Metadata-Version: 2.1
Name: ncdata
Version: 0.0.2
Summary: Abstract NetCDF data objects, providing fast data transfer between analysis packages.
Author-email: Patrick Peglar <patrick.peglar@metoffice.gov.uk>
License: BSD-3-Clause
Project-URL: Code, https://github.com/pp-mo/ncdata
Project-URL: Discussions, https://github.com/pp-mo/ncdata/discussions
Project-URL: Documentation, https://ncdata.readthedocs.io
Project-URL: Issues, https://github.com/pp-mo/ncdata/issues
Keywords: cf-metadata,data-analysis,netcdf,iris,xarray
Classifier: Development Status :: 4 - Beta
Classifier: Intended Audience :: Science/Research
Classifier: License :: OSI Approved :: BSD License
Classifier: Natural Language :: English
Classifier: Operating System :: POSIX
Classifier: Operating System :: POSIX :: Linux
Classifier: Operating System :: Unix
Classifier: Programming Language :: Python
Classifier: Programming Language :: Python :: 3 :: Only
Classifier: Programming Language :: Python :: 3.7
Classifier: Programming Language :: Python :: 3.8
Classifier: Programming Language :: Python :: 3.9
Classifier: Programming Language :: Python :: 3.10
Classifier: Programming Language :: Python :: 3.11
Classifier: Programming Language :: Python :: 3.12
Classifier: Topic :: Scientific/Engineering
Requires-Python: >=3.7
Description-Content-Type: text/markdown
License-File: LICENSE
Requires-Dist: numpy
Requires-Dist: dask
Requires-Dist: netCDF4

# ncdata
Generic NetCDF data in Python.

Provides fast data exchange between analysis packages, and full control of storage
formatting.

Especially : Ncdata **exchanges data between Xarray and Iris** as efficently as possible  
> "lossless, copy-free and lazy-preserving".

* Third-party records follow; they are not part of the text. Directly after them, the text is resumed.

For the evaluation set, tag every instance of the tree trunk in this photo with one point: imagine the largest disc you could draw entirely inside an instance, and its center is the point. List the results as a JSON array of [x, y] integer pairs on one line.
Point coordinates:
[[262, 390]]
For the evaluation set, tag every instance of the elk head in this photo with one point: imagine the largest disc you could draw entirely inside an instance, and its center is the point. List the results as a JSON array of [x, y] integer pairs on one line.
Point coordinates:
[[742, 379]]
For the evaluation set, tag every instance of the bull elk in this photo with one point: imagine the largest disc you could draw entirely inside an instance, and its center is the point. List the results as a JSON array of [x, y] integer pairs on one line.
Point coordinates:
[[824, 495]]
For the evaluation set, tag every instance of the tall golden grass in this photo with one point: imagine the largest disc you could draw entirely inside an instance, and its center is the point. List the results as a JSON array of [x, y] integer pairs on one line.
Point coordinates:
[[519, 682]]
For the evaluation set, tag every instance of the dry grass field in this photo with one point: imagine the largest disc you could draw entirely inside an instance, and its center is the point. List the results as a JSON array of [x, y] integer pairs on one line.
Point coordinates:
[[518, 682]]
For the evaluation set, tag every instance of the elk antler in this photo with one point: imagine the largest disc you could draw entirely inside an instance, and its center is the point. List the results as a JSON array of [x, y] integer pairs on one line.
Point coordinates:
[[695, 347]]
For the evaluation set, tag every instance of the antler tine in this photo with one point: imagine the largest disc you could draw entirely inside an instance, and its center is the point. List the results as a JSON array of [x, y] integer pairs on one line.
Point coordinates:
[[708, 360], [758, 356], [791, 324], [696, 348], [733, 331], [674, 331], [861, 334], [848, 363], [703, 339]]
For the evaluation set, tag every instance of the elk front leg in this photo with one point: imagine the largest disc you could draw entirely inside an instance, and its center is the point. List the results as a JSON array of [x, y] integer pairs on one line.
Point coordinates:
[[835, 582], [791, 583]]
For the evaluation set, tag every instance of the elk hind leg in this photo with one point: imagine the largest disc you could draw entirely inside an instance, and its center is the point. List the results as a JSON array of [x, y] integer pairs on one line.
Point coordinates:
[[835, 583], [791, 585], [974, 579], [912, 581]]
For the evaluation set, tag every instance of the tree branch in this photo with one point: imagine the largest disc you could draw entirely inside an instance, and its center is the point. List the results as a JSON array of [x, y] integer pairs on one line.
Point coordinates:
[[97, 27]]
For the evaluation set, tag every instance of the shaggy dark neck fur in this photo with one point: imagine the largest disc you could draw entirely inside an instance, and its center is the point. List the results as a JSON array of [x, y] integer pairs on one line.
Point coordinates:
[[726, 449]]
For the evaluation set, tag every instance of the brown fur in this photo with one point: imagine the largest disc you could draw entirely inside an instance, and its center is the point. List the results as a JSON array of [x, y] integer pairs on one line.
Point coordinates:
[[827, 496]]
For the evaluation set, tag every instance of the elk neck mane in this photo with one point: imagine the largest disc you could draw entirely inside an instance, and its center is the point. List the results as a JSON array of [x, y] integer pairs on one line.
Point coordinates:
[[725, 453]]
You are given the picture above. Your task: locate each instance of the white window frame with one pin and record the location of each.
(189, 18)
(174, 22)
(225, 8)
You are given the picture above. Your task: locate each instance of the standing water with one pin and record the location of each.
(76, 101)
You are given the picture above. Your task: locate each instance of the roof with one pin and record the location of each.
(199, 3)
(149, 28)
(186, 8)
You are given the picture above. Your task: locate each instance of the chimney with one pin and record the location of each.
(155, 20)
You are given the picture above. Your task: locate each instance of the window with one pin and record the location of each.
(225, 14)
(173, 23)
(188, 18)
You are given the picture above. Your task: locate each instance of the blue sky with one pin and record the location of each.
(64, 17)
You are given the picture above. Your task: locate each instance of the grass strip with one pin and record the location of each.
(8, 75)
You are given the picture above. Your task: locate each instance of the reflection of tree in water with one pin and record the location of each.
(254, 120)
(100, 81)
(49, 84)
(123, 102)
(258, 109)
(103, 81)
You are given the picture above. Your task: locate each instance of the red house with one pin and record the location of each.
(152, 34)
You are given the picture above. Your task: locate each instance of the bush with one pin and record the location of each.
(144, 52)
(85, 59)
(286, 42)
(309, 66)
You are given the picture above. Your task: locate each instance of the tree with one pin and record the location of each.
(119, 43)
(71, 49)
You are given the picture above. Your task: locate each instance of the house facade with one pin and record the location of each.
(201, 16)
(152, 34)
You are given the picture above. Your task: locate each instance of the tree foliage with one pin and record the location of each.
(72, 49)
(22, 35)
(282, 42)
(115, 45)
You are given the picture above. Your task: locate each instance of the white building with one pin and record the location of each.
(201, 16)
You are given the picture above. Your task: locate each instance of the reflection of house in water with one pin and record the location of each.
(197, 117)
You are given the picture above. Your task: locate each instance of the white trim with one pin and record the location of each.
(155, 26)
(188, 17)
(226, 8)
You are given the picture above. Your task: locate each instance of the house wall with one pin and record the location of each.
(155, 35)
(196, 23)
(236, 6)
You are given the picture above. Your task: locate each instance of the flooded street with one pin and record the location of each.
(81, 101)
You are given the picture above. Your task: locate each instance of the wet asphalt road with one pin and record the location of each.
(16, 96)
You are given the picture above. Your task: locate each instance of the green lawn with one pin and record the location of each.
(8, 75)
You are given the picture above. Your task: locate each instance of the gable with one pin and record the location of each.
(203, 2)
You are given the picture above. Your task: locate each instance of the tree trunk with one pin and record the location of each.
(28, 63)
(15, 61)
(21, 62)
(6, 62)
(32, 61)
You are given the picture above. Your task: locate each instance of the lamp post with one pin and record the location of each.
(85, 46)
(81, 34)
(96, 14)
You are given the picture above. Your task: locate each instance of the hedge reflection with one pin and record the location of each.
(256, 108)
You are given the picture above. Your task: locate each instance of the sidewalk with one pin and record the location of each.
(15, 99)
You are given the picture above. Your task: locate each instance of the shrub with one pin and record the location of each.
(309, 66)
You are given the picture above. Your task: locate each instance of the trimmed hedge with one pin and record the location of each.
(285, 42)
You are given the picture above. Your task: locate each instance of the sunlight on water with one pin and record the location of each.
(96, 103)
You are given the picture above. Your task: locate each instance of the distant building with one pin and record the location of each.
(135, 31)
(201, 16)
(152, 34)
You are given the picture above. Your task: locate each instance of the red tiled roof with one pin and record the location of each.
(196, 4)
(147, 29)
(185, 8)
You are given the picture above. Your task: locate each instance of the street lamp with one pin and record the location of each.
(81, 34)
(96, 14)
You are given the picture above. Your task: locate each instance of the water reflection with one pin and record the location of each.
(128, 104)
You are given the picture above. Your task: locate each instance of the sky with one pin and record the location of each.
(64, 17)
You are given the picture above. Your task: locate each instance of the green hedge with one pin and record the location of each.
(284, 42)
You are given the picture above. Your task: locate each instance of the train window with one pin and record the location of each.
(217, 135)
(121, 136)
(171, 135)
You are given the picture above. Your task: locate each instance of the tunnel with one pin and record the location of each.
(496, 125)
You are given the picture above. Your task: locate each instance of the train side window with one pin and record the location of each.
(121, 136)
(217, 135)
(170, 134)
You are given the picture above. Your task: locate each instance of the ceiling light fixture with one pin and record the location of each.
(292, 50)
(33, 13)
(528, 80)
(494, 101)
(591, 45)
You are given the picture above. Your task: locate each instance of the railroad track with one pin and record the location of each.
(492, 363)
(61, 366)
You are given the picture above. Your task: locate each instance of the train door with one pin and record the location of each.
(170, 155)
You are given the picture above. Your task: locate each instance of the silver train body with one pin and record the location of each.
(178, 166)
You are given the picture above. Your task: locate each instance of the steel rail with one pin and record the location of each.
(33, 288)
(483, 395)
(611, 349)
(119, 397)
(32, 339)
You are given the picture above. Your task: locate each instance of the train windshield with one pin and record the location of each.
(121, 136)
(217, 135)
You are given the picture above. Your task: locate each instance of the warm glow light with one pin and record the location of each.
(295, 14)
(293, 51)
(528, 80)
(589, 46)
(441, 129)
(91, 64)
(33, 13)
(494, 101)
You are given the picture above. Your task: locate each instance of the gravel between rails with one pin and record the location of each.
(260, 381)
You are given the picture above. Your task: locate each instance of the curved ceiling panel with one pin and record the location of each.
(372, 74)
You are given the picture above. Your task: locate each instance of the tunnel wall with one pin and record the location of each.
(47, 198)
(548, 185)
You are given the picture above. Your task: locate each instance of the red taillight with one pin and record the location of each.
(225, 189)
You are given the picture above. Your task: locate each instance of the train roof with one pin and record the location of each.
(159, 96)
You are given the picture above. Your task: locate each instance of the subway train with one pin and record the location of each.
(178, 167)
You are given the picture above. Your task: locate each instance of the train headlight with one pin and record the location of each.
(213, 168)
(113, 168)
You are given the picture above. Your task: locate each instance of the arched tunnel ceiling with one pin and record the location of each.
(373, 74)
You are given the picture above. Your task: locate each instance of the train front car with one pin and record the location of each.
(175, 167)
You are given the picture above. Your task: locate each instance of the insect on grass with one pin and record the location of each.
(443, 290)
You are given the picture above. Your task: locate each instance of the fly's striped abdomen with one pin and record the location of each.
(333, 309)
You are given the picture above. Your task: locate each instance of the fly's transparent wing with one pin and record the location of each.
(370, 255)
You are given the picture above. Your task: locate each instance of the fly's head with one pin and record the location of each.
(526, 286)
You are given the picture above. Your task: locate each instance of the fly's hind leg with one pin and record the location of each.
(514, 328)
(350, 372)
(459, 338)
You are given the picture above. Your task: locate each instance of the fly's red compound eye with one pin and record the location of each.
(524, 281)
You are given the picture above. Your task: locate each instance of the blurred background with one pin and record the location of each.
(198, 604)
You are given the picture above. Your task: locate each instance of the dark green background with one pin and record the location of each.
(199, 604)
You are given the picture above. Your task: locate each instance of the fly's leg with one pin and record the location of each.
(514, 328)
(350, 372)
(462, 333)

This enables the user to freely mix+match operations from both projects, getting the
"best of both worlds".

## Contents
  * [Motivation](#motivation)
    * [Primary Use](#primary-use)
    * [Secondary Uses](#secondary-uses)
  * [Principles](#principles)
  * [Working Usage Examples](#code-examples) 
  * [API documentation](#api-documentation)
  * [Installation](#installation)
  * [Project Status](#project-status)
    * [Code stability](#code-stability)
    * [Iris and Xarray version compatibility](#iris-and-xarray-compatibility)
    * [Current Limitations](#known-limitations)
  * [References](#references)
  * [Developer Notes](#developer-notes)

# Motivation
## Primary Use
Fast and efficient translation of data between Xarray and Iris objects.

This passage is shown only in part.